Four killed in school attack in restive Thai south

Reuters , September 28, 2011

Suspected Muslim insurgents shot dead four soldiers and wounded two people, including a child, in an ambush at a school in Thailand’s restive south on Wednesday, police said, the latest attack in the troubled region bordering Malaysia.


Soldiers in a unit that protects teachers, often targets because of their association with the Thai state, were attacked by up to 20 gunmen in the Rue sor district of Narathiwat province, police said.

A six-year-old Muslim student was among those wounded in the attack, which took place just hours after suspected insurgents burned 29 closed-circuit television cameras in Pattani province.
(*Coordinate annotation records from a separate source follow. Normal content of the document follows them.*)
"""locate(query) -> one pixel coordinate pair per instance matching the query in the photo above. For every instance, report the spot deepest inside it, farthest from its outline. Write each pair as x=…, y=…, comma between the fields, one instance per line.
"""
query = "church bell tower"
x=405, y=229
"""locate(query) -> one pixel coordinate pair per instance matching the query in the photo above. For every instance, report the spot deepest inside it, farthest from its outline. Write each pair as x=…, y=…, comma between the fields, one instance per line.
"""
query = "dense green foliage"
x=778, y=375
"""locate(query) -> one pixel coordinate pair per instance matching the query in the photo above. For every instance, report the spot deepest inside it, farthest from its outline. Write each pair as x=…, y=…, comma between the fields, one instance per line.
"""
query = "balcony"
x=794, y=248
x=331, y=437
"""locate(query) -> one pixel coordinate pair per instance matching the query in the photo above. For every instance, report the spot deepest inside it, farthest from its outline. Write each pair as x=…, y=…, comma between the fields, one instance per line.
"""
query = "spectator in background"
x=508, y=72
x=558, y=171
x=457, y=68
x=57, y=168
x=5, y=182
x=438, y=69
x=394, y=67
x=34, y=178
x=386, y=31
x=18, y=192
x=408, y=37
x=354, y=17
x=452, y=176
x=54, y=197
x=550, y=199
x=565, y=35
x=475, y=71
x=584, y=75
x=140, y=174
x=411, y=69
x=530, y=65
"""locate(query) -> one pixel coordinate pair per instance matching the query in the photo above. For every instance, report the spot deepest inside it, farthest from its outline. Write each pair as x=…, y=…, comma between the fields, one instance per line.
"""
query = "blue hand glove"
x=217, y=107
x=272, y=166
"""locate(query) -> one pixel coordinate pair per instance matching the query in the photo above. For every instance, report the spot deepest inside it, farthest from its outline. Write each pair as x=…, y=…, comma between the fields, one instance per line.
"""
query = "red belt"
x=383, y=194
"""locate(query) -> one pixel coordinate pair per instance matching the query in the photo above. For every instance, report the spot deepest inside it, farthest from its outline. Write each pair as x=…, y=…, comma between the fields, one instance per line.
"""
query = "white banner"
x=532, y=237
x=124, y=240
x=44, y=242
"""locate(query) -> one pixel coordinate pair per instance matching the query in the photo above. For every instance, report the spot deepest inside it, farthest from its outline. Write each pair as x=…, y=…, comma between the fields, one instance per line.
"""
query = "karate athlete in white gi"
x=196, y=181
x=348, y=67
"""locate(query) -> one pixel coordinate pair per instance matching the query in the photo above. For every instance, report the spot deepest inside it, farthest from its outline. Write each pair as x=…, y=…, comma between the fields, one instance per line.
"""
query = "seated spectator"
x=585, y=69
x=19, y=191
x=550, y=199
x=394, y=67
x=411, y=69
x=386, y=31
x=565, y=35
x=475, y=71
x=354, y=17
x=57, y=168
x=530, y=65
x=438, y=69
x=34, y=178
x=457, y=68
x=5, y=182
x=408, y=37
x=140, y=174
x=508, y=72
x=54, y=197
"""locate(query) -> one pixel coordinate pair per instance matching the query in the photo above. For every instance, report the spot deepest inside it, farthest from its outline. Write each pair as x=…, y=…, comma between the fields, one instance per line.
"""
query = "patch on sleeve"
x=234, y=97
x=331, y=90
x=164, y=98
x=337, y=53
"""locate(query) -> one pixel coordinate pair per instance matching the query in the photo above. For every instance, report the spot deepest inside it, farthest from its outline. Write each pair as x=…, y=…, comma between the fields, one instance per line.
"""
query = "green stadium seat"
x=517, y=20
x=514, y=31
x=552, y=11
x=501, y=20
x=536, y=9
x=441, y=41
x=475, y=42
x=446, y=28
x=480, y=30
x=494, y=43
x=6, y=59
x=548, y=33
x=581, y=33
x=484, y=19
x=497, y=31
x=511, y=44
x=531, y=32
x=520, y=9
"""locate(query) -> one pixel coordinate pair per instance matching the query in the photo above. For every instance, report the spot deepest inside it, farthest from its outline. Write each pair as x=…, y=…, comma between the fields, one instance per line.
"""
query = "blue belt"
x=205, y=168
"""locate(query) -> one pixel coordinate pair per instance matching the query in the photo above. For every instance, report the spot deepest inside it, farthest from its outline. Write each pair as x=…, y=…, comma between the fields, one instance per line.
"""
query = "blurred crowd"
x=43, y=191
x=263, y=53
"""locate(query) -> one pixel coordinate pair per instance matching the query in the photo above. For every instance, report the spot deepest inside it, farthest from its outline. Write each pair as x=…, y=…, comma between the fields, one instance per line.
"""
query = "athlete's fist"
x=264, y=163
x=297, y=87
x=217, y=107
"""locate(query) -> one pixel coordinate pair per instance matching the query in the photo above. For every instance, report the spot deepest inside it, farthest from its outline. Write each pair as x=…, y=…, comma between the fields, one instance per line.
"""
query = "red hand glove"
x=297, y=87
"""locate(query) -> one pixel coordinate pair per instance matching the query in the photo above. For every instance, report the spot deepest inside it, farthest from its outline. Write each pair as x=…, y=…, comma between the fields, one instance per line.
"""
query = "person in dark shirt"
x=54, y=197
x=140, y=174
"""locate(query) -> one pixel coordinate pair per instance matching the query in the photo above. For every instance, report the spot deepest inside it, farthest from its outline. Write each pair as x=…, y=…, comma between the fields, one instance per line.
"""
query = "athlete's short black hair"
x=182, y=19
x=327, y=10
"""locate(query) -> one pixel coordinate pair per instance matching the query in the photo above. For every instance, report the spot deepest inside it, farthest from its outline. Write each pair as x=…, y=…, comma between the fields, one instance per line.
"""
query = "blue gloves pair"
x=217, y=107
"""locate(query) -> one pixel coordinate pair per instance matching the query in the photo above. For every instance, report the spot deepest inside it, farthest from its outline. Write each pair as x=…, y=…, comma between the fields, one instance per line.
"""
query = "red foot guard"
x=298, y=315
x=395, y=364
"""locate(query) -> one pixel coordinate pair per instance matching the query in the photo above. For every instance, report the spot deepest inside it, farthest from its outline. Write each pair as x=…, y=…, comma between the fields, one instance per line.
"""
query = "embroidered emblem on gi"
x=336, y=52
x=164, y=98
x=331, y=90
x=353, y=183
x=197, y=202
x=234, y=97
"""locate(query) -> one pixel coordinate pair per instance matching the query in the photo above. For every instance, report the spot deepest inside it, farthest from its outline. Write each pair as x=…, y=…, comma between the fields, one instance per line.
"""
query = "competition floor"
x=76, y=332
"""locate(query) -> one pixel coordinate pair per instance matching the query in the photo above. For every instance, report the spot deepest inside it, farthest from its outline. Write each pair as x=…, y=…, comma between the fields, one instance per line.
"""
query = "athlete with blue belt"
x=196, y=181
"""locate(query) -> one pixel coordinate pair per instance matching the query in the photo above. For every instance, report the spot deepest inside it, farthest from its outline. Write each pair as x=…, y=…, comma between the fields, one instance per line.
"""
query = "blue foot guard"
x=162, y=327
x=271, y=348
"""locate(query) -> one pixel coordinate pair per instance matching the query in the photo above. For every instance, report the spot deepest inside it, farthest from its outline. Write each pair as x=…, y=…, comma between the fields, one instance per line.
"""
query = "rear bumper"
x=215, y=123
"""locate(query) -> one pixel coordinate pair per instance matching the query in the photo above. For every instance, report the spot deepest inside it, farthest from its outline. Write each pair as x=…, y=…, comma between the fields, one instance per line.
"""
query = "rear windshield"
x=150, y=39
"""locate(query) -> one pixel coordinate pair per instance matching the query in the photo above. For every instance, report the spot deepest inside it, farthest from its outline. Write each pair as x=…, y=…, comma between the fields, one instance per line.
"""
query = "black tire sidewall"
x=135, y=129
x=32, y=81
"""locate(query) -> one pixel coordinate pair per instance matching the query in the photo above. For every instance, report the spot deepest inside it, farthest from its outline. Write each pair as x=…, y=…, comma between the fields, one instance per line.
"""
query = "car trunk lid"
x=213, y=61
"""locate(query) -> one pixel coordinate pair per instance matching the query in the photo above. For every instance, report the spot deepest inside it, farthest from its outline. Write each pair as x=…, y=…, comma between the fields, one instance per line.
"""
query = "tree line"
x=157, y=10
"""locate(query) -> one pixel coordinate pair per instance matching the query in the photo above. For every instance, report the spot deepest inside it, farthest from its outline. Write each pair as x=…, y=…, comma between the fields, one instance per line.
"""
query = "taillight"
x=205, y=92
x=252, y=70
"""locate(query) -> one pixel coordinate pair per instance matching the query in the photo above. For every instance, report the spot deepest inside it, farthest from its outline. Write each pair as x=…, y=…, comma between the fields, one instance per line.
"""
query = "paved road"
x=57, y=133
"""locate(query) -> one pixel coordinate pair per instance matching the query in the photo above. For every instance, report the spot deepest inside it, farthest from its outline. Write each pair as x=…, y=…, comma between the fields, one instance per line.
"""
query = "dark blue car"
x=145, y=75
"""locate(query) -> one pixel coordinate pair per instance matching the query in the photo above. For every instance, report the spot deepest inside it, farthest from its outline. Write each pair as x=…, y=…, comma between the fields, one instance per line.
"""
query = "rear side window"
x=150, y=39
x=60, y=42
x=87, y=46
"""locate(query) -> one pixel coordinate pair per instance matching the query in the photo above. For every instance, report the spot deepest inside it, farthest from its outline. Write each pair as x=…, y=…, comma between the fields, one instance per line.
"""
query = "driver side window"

There were no reports of casualties in that attack.

More than 4,800 people have been killed in seven years of unrest as ethnic Malay Muslims fight for autonomy from Thailand’s Buddhist majority in the region just a few hours by car from some of Thailand’s best-known tourist beaches.

Local Muslims largely oppose the presence of tens of thousands of police, soldiers and state-armed Buddhist guards in rubber-rich region, which was part of a Malay Muslim sultanate until annexed by Thailand a century ago.

About 80 percent of Thailand’s three southern provinces of Pattani, Yala and Narathiwat are Muslim.

The violence has ranged from drive-by shootings to bombings and beheadings. It often targets Buddhists and Muslims associated with the Thai state, such as police, soldiers, government officials and teachers.